Updated July 2, 2022: PC Gamer is a victim and performer of the dangerous and dangerous climate of disinformation on the Internet.As reported by Part-Time Job (Opens in a new tab)A photo of Doom running at a McDonald’s order kiosk, This image of 2019 (Opens in a new tab) Shows an order kiosk suffering from a blue screen of death.
original: It’s almost a cliché at this point, running id’s 1993 classic Doom where it shouldn’t be. (Opens in a new tab)However, enterprising gamers continue to raise the bar in terms of where to hide classic FPS. Vaguely dystopian McDonald’s order screen (Opens in a new tab) (Thank you GameSpot (Opens in a new tab) Uh … for the spot. )

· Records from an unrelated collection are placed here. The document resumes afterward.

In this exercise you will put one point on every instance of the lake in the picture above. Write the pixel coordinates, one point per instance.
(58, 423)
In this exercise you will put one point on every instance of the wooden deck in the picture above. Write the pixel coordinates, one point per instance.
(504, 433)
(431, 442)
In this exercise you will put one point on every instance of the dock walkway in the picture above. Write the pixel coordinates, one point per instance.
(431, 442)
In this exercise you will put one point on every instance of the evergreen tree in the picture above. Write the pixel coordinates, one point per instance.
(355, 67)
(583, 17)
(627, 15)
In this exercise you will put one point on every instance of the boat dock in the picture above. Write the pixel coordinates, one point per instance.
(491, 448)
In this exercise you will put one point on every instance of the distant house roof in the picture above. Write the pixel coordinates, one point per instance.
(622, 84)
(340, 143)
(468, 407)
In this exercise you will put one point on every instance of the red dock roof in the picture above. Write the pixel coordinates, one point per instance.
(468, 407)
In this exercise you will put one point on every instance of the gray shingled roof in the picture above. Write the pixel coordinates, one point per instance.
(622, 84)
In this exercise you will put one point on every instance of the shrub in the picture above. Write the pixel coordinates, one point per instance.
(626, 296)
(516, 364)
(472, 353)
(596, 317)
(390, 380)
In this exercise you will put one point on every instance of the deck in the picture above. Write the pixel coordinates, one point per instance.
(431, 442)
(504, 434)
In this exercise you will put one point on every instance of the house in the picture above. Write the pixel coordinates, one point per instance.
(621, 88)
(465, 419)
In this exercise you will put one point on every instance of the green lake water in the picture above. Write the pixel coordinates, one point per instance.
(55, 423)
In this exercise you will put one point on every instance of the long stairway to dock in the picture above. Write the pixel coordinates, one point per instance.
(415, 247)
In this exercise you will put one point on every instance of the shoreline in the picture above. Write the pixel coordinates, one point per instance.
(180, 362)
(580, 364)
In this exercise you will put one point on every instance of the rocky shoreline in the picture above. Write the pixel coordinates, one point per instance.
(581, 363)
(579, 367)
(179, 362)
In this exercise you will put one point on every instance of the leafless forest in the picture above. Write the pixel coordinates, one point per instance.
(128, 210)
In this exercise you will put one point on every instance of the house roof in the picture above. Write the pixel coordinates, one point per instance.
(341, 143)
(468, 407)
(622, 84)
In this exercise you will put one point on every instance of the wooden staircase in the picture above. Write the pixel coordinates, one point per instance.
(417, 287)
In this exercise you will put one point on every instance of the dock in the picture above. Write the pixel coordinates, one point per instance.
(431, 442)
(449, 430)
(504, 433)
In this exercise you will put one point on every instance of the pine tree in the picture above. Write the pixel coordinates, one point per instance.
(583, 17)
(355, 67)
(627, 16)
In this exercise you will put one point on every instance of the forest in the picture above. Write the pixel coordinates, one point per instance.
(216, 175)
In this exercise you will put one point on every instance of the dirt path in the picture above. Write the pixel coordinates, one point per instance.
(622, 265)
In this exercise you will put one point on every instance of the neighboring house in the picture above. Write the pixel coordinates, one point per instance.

It’s me to step into the Golden Arch and see Carmack and Romero’s masterpieces play on a terrible touch screen that has replaced another point of precious human contact in our lives. I know that it brings endless joy to you. But that is a completely different kind of fate. In conclusion, this is not the most practical way to hit the E1M1.
tf installed fate on McDonald’s kiosk 😭 pic.twitter.com/HzxlnjmlRmJune 30, 2022
The most obvious problem is the viewing angle. You need to tilt your neck 90 degrees to see normal operation. This goes against all ergonomic best practices. Another issue is management. Perhaps a credit card numeric keypad will replace WASD? It’s a little reminiscent of the early days of FPS keyboard-only controls.
Ultimately, there may be some practical core here. What is a better way to absorb the anger of consumers, who are often directed at service workers rather than a little fate? Do it well before yelling at someone for your nagy.
Hacking Doom into this kiosk, if nothing else, certainly feels in line with the spirit of hackers, the early id shareware. I hope to the probably dissatisfied employee who spent this wonderful PC gaming day. They are clearly too talented for the amount McDonald’s is paying them.